When Zahra first cut me out of her life, I had no idea what was happening. I didn’t understand why she’d stopped eating lunch with me, didn’t understand why she’d stopped returning my calls. She plucked me from her tree of life with such efficiency I didn’t even realize what happened until I hit the ground.
After that, I let her go. I made no demands, insisted on no explanations. Once I understood that she’d ejected me without so much as a goodbye, I’d not possessed the self-hatred necessary to beg her to stick around. Instead, I grieved quietly—in the privacy of my bedroom, on the shower.
Shadi and Ali‘s friendship is admirable. Ali is Zahra’s elder brother. I was in love with the way Ali loved Shadi. No prying, no questions asked, just loving and support. He recognized that she was burdened and all he did was hold her. Shadi, on the other hand, could not explore the feelings she had for Ali because of Zahra. She didn’t want to confirm Zahra’s fears of people getting close to her because of her brother.

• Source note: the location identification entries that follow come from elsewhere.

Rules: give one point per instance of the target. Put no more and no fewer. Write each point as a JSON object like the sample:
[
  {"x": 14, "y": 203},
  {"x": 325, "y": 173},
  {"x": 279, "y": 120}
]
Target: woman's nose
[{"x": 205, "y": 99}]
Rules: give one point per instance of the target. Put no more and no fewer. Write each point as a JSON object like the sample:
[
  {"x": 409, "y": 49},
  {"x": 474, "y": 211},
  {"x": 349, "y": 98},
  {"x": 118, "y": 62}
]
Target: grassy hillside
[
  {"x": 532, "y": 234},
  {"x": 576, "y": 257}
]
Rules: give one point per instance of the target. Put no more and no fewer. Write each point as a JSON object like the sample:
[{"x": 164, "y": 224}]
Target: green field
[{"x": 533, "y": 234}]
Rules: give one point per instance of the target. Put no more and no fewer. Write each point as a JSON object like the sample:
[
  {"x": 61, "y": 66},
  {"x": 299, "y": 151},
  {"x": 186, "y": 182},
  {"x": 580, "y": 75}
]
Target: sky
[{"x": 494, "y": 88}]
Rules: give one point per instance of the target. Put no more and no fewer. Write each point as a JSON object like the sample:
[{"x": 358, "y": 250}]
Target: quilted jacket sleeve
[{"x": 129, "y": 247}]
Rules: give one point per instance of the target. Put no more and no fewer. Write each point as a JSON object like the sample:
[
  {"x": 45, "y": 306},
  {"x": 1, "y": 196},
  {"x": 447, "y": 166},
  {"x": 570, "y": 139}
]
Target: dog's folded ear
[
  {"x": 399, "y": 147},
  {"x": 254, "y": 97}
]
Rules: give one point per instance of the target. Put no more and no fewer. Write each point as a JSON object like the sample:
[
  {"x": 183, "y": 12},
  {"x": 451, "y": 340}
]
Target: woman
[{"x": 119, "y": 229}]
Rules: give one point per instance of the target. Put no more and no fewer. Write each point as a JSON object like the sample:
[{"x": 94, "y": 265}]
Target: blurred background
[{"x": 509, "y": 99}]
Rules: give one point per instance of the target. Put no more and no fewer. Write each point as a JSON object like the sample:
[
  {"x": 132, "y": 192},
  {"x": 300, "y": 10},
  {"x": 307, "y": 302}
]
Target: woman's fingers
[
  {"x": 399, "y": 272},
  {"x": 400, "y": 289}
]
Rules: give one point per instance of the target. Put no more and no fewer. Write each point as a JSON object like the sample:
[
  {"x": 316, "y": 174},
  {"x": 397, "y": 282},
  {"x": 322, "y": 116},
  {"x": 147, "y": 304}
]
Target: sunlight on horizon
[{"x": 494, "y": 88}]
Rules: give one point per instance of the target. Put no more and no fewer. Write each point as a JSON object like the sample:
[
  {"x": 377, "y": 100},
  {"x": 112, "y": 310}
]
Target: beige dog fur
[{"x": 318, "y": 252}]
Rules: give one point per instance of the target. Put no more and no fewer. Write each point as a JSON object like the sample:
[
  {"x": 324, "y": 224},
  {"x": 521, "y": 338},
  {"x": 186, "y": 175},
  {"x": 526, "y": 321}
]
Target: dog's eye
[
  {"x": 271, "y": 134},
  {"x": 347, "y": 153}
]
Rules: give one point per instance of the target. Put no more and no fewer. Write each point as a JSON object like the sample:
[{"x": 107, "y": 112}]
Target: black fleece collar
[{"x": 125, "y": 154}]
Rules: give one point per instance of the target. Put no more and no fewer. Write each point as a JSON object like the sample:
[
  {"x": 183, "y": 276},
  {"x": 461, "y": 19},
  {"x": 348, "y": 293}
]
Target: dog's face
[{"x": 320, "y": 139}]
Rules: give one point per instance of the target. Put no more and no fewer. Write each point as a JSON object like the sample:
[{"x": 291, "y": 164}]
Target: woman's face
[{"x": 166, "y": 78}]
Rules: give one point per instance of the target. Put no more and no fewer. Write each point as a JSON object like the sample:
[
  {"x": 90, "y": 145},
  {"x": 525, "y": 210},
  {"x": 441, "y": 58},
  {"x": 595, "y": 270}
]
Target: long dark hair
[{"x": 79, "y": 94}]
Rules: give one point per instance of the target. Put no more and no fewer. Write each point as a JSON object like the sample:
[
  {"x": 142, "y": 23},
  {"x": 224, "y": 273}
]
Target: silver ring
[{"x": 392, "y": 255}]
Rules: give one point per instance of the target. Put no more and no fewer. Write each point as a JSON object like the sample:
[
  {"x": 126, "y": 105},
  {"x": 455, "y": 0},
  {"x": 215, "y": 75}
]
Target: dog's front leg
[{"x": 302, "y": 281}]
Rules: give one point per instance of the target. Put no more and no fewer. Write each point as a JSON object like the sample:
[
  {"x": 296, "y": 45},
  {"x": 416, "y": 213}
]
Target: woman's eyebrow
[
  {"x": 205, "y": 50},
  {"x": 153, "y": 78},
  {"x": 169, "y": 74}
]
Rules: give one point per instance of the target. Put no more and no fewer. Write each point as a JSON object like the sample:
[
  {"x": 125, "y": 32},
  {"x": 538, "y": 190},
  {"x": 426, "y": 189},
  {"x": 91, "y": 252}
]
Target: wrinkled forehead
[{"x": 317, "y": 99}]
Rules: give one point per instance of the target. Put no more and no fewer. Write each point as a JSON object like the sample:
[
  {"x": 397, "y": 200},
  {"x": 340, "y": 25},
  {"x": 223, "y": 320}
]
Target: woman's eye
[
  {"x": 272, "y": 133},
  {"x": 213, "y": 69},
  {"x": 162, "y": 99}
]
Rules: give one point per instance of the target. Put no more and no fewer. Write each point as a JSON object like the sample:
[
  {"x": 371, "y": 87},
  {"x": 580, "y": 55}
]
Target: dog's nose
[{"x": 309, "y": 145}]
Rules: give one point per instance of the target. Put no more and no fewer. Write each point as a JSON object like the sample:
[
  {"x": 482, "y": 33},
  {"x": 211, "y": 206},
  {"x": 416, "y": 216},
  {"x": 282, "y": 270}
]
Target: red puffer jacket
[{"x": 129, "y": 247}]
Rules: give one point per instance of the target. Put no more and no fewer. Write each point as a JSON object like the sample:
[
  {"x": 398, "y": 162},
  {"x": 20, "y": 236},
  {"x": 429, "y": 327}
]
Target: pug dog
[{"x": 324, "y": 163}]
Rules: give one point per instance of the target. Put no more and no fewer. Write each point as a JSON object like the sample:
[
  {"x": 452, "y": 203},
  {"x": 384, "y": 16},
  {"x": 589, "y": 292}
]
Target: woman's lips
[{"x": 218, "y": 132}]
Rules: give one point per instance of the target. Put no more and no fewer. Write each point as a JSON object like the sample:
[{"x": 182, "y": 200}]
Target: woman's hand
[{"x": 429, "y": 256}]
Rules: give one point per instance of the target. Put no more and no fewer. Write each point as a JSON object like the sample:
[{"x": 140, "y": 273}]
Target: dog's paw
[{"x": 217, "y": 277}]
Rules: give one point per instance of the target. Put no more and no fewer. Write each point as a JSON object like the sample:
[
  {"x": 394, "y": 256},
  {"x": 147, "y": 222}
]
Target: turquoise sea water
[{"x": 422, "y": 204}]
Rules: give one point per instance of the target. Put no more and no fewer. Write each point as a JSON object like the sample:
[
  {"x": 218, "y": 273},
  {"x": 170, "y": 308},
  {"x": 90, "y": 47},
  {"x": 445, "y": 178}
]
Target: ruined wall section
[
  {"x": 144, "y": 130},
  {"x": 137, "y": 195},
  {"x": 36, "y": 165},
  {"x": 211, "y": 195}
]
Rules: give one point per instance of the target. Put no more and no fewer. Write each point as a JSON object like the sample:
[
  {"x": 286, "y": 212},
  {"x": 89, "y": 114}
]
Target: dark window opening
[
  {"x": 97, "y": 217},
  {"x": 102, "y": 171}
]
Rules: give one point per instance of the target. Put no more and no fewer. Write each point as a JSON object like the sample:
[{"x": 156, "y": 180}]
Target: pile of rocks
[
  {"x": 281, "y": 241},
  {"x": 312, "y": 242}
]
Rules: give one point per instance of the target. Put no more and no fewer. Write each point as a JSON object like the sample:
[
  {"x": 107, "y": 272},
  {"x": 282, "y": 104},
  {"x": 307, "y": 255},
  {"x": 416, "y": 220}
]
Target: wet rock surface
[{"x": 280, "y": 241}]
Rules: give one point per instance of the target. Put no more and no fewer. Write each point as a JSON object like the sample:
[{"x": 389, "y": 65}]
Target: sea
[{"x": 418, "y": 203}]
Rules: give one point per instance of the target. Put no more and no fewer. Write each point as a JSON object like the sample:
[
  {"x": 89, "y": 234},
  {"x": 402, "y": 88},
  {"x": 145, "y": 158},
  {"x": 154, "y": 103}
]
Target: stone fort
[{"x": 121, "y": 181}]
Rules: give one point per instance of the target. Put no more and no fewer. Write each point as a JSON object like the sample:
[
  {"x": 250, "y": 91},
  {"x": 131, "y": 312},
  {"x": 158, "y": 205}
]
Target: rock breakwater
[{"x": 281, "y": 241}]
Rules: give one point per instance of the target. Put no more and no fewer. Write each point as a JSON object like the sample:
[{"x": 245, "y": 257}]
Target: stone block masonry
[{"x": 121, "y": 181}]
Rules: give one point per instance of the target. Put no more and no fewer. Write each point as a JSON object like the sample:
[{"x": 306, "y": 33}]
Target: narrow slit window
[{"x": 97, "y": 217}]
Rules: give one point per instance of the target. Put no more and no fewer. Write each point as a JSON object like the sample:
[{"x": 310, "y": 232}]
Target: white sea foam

Thank the universe for parents like Zahra’s, who give us a home when we need it, warm beds, and food. Who nurse us back to life and calls us their children even when they did not birth us. They were there for Shadi anytime she fell apart in school. They nursed her, parented her, and did not for once inform Shadi’s mother about it.
What I felt after reading this book is an emotion I could not and still cannot label. Between sadness and pity, this book awoke my own grief. It felt like I was reading Aftershocks all over again, but this time a telling of Shadi’s pain. The grief felt so real I could cut through it. I grieved the leaving of people we love and I empathized with Shadi . She carried the burden of guilt, thinking about all the things she could have done to avoid her brother's dying, blaming herself for even starting the chain of events that led to his death.
If she hadn’t brought her brother's keys to her father, then he would not have been able to drive his car out, and if he hadn’t, he would not have seen the beer, and if he hadn’t seen the beer, he would not have been angry, and her brother would not have died. Their family would not have fallen apart and they would not have been wrapped in grief.
I loved the writing style and the use of descriptive words. Tahereh describes grief in a way that’s so intense, so thick you can literally cut through the sadness.
The relevant themes explored in this book speak to the present, how we live our lives, and the struggles we face internally. It also explores one of the stereotypes that many people hold about Muslims, the generalisation that they are terrorist.
This book is emotionally saturated and and worth every second of your time.
“I did not often believe in men, but I always believed in more.”
“The God I knew had no gender, no form. Islam did not accept the personification of God, did not believe in containing God. The common use of he as a pronoun was an error of translation.
There was only they, the collective we, the idea of infinity.”